Analysis: The Board meetings were held without notice to one of the directors, attracting the mandatory requirement of notice to every director. The resolutions were also examined on the footing that interested directors had participated in decisions concerning allotment and transfer of shares in which they had a direct interest, offending the rule against participation by an interested director. The transfer of shares was further found to suffer from non-compliance with the statutory requirements governing registration of share transfers. In the overall factual matrix, these repeated breaches were treated as sufficient to sustain the finding of oppression and mismanagement and to uphold the invalidation of the impugned resolutions. The Court also declined to treat earlier prima facie observations in interim proceedings as binding on the merits. However, the direction to prosecute the appellant was separately considered.

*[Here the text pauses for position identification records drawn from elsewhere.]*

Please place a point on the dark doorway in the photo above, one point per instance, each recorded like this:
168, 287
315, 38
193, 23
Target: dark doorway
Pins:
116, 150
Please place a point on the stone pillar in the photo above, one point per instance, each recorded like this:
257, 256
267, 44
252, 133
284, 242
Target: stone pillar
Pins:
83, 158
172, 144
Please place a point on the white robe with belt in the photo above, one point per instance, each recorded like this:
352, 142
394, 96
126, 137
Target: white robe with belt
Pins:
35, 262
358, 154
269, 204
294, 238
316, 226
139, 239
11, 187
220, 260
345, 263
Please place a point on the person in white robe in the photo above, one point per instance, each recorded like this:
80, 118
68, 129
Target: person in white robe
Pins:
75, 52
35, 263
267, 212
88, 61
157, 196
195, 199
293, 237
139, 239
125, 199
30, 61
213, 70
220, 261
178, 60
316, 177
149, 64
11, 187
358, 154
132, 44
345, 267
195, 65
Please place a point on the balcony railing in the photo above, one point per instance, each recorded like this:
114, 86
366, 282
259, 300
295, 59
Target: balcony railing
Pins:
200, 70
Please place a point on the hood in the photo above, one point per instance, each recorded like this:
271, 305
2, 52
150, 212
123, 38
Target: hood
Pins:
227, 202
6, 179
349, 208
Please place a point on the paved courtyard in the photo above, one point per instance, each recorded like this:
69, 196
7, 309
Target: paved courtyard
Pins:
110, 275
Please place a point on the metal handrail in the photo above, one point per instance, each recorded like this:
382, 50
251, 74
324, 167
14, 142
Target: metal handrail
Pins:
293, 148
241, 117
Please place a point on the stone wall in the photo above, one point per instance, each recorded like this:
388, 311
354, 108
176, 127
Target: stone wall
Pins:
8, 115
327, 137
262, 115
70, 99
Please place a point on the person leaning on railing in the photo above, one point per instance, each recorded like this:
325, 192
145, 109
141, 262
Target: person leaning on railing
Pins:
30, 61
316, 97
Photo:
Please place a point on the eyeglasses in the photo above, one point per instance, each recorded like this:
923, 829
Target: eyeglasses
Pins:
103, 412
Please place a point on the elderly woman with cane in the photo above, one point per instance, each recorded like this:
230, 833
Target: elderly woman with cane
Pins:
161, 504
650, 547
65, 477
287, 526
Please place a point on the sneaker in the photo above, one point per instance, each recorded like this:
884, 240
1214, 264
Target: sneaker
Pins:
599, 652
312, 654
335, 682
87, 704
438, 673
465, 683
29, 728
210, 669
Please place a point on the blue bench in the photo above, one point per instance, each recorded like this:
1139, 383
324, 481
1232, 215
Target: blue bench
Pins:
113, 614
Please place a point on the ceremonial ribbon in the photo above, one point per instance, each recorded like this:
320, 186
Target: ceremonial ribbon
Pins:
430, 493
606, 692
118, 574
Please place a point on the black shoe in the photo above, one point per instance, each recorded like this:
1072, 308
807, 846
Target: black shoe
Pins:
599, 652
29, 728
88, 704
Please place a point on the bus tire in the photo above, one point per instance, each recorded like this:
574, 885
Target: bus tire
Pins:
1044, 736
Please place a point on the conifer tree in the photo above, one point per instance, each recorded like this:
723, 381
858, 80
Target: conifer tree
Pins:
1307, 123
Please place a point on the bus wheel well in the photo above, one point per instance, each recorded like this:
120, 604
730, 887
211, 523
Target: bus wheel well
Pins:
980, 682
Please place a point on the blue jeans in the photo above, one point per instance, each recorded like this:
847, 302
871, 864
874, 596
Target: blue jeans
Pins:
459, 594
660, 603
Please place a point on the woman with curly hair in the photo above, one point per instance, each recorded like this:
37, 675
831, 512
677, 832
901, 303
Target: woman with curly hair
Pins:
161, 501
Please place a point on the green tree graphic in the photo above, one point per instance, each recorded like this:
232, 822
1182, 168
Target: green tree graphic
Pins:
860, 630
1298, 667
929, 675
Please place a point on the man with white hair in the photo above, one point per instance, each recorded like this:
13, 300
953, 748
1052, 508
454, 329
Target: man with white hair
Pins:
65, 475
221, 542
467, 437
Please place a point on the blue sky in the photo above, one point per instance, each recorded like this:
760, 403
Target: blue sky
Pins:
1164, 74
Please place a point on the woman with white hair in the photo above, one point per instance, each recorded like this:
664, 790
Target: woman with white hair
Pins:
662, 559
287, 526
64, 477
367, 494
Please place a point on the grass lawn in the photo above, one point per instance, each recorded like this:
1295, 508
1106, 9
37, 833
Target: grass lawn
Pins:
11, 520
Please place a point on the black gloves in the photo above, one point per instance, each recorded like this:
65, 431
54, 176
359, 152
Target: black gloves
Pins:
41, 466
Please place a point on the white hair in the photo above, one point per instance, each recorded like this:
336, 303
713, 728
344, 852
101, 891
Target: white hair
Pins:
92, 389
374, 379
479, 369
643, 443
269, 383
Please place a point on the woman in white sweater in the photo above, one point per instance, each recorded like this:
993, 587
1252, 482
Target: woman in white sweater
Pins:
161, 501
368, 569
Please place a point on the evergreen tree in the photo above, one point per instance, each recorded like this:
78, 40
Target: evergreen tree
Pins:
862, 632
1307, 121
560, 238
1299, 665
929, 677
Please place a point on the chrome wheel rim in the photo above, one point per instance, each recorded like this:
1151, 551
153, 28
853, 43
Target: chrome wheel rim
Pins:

Conclusion: The challenge to the impugned resolutions failed and the High Court's interference was left undisturbed, but the direction to prosecute the appellant was set aside.
Final Conclusion: The appeals did not result in interference with the substantive findings on invalidity of the resolutions and oppression, though the criminal direction was deleted.
Ratio Decidendi: A board resolution passed in breach of mandatory notice requirements, with participation of interested directors in matters affecting their own interest, and in violation of statutory transfer formalities, is liable to be invalidated and may support relief for oppression and mismanagement.